The Department of Labor predicts that 1.4 million STEM-related jobs will be created by 2020, but U.S. graduates are only on pace to fill 29 percent of them. Moreover, women and minority groups in tech experience a smaller average wage gap relative to men, suggesting that tech is in some ways a vehicle for wage equality and overall economic growth.
Most notably, this culture of exclusivity hurts the tech industry itself. A lack of diversity among tech workers ultimately leads to a lack of diversity in terms of the perspectives offered, the problems solved and the people helped.
“The status quo is to expect underprivileged people to go and behave like the white men in the industry. The more you can behave like these men, the better you will do,” said February Keeney, a trans woman working in tech who was profiled for the Techies project.
“[The tech industry] does better when we don’t just look for women that emulate men but we look for women and people of diverse backgrounds…they bring a slightly different tone and perspective on things,” Keeney continued.
Keeney suggests building out support networks at tech companies in order to avoid pushing out women and minority workers after just a few years in the industry.

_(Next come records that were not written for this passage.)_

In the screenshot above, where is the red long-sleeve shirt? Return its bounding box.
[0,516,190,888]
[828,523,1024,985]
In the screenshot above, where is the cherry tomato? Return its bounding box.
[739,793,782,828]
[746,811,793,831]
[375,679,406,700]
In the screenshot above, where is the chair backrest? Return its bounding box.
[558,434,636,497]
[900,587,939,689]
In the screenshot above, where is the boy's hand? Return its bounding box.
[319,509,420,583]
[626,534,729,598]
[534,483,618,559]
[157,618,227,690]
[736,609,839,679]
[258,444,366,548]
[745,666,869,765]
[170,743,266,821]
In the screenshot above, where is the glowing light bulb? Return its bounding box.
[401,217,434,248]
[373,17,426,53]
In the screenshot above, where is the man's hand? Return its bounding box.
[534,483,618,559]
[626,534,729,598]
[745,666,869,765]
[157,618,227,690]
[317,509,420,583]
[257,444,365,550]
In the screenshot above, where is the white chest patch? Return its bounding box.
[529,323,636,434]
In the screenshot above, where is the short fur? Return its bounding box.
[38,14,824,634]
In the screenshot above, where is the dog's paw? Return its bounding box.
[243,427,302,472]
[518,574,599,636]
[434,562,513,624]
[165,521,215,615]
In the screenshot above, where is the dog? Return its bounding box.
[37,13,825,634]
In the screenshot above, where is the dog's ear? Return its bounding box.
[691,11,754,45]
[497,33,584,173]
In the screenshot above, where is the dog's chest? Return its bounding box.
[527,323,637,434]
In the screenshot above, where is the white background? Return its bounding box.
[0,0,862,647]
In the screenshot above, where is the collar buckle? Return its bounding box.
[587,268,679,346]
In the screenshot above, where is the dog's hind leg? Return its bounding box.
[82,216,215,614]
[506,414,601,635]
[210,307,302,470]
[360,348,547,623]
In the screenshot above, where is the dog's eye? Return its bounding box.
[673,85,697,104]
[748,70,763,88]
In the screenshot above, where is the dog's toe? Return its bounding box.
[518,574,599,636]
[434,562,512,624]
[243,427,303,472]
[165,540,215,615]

“We’re definitely seeing a lot more companies trying to fix their diversity from this big number-game side of it and be like, ‘Well, we need to hire more women, we need to hire more people of color,'” explains Keeney. “That by itself is not good enough…if we just hire diversity and don’t build support networks, those people will be bullied out.”
Until the tech industry successfully diversifies its workforce, app developers, coders and web designers will likely be solving the same set of problems affecting the same group of people. It would be in tech executives’ best interest to integrate different perspectives, opinions and solutions into their workplace culture by way of diversity and inclusivity.